De acordo com o relatório publicado pela empresa de segurança em nuvem Sysdig, o vetor de entrada foi uma instância exposta do Langflow — framework Python-based e LLM-agnóstico, amplamente usado para construir aplicações e workflows de agentes com modelos de linguagem. A vulnerabilidade explorada, CVE-2025-3248, é uma falha de autenticação ausente divulgada em abril e adicionada em maio ao catálogo Known Exploited Vulnerabilities (KEV) da CISA como sob exploração ativa. Ela permite execução arbitrária de código Python no host que roda o Langflow.
Depois de obter execução de código, o JadePuffer usou o próprio LLM hospedado no Langflow para varrer o sistema em busca de credenciais: chaves de API, credenciais de nuvem, wallets de criptomoedas, arquivos de configuração e senhas de bancos de dados. O grupo então despejou o banco Postgres do Langflow, escaneou o espaço de endereços internos alcançáveis, provou por endpoints do MinIO em busca de mais credenciais e instalou uma cron job de persistência no servidor comprometido.

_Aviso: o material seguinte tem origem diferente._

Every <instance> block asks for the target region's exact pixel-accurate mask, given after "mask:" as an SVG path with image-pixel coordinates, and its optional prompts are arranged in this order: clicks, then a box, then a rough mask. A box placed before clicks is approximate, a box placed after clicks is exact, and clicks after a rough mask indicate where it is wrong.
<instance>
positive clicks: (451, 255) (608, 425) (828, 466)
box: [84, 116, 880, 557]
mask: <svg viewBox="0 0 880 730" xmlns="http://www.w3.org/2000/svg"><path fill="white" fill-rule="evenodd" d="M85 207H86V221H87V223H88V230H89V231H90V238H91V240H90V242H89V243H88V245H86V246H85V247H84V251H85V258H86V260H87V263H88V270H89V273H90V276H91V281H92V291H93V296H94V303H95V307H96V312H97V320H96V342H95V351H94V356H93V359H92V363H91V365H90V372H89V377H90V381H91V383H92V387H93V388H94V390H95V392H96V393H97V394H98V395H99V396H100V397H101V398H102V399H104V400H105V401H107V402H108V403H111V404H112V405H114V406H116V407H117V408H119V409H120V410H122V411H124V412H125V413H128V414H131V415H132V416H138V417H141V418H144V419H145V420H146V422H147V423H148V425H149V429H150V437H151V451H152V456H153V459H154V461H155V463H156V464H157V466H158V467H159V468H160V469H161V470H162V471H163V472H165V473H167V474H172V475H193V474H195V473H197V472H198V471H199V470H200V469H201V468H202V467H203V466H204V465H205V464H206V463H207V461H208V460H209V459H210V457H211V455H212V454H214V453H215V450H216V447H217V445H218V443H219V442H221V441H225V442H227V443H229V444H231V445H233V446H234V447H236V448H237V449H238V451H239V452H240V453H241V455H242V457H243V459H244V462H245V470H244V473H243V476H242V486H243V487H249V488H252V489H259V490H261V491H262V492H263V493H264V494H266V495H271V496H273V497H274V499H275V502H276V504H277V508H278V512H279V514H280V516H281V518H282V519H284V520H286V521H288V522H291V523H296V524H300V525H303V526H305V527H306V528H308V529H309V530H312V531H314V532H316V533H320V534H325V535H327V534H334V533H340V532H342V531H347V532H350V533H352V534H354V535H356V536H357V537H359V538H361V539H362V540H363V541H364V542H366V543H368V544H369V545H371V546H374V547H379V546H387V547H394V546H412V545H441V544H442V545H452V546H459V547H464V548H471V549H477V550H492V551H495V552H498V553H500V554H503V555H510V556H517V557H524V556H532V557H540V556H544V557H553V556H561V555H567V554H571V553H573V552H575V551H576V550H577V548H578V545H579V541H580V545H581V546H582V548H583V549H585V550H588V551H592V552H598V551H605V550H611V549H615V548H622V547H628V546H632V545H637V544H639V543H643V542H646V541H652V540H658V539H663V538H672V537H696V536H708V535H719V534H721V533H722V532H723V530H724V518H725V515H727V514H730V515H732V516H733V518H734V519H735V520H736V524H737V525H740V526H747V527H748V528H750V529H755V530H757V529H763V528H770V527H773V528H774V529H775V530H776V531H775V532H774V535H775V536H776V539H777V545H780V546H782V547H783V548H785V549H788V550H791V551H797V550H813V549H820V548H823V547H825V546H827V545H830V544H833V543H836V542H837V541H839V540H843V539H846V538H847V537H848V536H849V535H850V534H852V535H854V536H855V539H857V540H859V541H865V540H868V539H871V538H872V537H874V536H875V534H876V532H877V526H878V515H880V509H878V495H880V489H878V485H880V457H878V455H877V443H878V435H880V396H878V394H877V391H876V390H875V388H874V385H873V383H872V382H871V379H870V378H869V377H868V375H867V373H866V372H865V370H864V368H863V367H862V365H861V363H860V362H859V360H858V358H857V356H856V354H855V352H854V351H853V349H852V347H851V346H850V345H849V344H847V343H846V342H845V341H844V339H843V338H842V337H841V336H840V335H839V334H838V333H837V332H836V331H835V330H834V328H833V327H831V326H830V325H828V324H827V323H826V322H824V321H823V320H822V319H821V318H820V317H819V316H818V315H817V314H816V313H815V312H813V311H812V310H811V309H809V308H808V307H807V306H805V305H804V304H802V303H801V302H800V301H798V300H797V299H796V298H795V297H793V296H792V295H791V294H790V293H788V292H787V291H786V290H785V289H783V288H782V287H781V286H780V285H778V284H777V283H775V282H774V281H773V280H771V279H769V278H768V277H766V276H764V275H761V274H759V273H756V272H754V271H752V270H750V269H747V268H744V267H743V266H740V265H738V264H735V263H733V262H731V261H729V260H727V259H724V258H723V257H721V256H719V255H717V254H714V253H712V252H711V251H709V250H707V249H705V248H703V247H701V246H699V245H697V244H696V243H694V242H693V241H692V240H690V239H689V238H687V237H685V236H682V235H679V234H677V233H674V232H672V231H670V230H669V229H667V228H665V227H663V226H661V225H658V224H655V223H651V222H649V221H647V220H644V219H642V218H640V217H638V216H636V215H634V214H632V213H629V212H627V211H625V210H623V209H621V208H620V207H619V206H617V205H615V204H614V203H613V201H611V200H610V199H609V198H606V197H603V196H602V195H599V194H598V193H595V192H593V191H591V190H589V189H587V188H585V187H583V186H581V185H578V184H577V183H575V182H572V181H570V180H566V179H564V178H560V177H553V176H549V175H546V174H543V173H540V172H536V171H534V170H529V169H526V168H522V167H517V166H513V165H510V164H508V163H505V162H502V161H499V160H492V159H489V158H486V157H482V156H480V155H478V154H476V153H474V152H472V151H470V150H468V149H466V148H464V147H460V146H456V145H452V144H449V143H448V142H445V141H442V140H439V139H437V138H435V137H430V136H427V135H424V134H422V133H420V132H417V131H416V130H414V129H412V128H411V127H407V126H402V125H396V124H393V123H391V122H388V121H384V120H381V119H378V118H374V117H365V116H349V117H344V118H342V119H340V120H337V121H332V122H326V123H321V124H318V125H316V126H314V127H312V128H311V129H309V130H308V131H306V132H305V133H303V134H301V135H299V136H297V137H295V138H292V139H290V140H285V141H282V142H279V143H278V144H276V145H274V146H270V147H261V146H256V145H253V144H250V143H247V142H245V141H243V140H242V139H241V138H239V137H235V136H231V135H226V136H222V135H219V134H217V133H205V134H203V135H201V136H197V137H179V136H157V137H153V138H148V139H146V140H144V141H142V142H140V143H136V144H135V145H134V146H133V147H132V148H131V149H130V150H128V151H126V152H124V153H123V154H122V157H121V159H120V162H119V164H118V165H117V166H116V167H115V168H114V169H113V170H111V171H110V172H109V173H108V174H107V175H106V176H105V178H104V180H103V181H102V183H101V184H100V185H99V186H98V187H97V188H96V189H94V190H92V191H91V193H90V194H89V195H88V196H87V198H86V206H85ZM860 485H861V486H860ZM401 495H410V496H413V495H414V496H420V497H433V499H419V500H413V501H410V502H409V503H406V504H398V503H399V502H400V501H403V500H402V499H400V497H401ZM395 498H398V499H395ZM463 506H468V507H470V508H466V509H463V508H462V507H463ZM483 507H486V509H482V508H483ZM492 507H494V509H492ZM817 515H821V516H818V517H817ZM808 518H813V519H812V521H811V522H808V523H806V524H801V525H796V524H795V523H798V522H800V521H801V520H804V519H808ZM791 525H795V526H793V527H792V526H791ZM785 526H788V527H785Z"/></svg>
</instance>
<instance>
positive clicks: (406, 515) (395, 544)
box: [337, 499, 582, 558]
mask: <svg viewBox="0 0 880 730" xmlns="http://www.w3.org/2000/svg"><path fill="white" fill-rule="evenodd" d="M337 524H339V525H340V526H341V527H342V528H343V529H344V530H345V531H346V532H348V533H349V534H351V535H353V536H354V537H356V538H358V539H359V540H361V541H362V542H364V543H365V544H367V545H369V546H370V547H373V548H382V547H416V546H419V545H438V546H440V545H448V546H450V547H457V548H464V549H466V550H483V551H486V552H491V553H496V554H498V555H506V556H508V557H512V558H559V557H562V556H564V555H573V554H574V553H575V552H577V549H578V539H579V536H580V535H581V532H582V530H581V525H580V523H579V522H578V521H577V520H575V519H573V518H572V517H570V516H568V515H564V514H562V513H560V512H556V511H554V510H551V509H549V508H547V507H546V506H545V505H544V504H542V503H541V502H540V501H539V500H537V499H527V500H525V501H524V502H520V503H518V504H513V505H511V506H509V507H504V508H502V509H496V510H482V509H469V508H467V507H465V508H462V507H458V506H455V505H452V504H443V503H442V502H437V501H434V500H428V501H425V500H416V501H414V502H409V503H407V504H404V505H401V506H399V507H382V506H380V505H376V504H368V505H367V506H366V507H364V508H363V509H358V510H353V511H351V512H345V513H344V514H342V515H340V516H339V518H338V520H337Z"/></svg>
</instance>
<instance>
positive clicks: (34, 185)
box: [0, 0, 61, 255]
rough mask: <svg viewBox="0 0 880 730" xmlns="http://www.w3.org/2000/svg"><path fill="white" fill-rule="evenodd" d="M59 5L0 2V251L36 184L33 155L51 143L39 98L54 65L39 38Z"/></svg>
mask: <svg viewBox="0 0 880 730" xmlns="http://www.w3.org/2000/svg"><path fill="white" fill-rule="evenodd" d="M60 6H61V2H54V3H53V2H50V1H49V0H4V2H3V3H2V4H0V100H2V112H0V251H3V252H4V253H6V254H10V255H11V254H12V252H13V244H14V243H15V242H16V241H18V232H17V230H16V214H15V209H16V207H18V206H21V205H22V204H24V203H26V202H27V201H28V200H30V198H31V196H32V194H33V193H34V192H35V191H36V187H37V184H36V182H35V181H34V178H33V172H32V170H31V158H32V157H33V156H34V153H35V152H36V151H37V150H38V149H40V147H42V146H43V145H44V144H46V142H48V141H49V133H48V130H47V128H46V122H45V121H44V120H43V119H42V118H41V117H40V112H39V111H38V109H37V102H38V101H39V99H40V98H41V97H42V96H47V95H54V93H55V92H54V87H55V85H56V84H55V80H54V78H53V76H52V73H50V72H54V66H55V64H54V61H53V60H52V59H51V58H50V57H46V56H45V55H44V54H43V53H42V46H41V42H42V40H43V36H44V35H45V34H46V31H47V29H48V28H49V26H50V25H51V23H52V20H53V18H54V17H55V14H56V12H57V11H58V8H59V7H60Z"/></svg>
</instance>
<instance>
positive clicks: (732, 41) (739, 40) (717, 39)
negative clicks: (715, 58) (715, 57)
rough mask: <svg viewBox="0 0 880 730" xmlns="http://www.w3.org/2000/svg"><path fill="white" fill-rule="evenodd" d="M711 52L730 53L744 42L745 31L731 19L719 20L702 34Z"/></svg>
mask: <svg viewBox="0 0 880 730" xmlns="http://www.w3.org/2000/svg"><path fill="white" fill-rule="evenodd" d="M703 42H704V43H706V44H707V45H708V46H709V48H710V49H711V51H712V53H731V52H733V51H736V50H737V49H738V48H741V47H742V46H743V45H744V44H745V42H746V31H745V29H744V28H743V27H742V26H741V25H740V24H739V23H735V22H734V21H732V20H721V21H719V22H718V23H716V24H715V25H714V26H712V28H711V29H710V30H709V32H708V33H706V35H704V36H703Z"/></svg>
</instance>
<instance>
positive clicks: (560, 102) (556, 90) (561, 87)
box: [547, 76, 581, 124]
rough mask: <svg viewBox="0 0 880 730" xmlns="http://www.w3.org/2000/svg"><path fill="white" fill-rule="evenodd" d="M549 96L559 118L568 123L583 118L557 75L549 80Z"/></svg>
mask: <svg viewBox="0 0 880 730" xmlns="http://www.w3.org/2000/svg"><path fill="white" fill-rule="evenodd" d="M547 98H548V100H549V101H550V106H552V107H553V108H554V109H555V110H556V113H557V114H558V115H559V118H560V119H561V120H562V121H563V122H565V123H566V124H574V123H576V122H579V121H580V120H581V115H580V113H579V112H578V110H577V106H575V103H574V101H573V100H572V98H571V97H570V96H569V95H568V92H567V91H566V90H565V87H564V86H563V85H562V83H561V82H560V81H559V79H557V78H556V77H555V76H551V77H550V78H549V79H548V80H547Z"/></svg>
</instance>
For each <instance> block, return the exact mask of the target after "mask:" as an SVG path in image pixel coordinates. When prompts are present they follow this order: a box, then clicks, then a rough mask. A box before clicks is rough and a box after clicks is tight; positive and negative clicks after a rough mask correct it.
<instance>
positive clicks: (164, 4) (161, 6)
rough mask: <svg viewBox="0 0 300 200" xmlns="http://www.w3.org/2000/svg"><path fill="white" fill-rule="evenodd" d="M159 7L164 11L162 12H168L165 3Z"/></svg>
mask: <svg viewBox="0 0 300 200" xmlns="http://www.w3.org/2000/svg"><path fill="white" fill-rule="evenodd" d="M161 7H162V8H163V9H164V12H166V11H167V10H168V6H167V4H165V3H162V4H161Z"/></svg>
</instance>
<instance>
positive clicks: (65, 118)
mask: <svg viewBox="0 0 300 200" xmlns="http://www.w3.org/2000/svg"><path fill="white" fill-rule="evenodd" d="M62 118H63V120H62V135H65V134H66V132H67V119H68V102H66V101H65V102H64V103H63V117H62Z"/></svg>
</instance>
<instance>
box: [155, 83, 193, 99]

Numa segunda fase, o atacante pivotou para um servidor de produção que hospedava um MySQL e uma instância da plataforma Alibaba Nacos — solução amplamente usada em arquiteturas de microserviços na nuvem chinesa e conhecida por bypasses de segurança recorrentes, incluindo uma chave JWT default que permite forjar tokens.
O aspecto mais relevante do relatório, do ponto de vista técnico, é a evidência de que o LLM não foi apenas um utilitário — ele agiu como orquestrador. Os payloads coletados por analistas continham comentários em linguagem natural narrando cada ação executada, um sinal característico de código gerado por LLMs. Os pesquisadores observaram, ainda, o modelo corrigindo suas próprias falhas, adaptando comandos após erros e diagnosticando problemas em tempo real.
Segundo a Sysdig, houve pelo menos um momento em que o LLM interpretou texto livre exibido pelo alvo (mensagens de erro e contexto ambiente) e tomou decisões que só fariam sentido para quem realmente leu e compreendeu aquele conteúdo — não para um scanner baseado em padrões. Esse comportamento se repetiu em sessões separadas por semanas.
“Defensores devem esperar que o volume e a amplitude dessas campanhas aumentem à medida que o ferramental agentico amadurecer, e devem se preparar para adversários que operam com custo próximo de zero.” — Sysdig.
Este caso é a materialização daquilo que analistas vêm sinalizando há pelo menos um ano: a barreira de entrada para operações de ransomware está descendo do “atacante capacitado” para o “modelo capacitado”. O JadePuffer não precisou de um operador humano acompanhando cada etapa do ataque; precisou de uma instância do Langflow exposta, de um LLM disponível e de um objetivo bem descrito. O resto foi decidido pelo modelo em tempo de execução.
Isso muda a economia da defesa de duas formas. Primeiro, campanhas oportunistas contra infraestrutura negligenciada — Langflow expostos, Nacos com defaults, MinIO sem autenticação — passam a ser triviais de escalar. Segundo, o tempo médio entre acesso inicial e ação sobre objetivos tende a cair drasticamente, porque a orquestração deixa de depender do fuso horário do operador. Para times de segurança, isso significa que a janela entre “temos um alerta” e “temos um incidente” pode passar de horas para minutos.
É também um recado direto para quem gerencia projetos de IA: o Langflow, como qualquer framework LLM, é uma superfície de ataque de primeira classe. Ela merece o mesmo rigor operacional aplicado a servidores de banco de dados ou APIs de pagamento — não o tratamento de “ferramenta interna experimental” que muitas equipes ainda dão a instâncias de dev.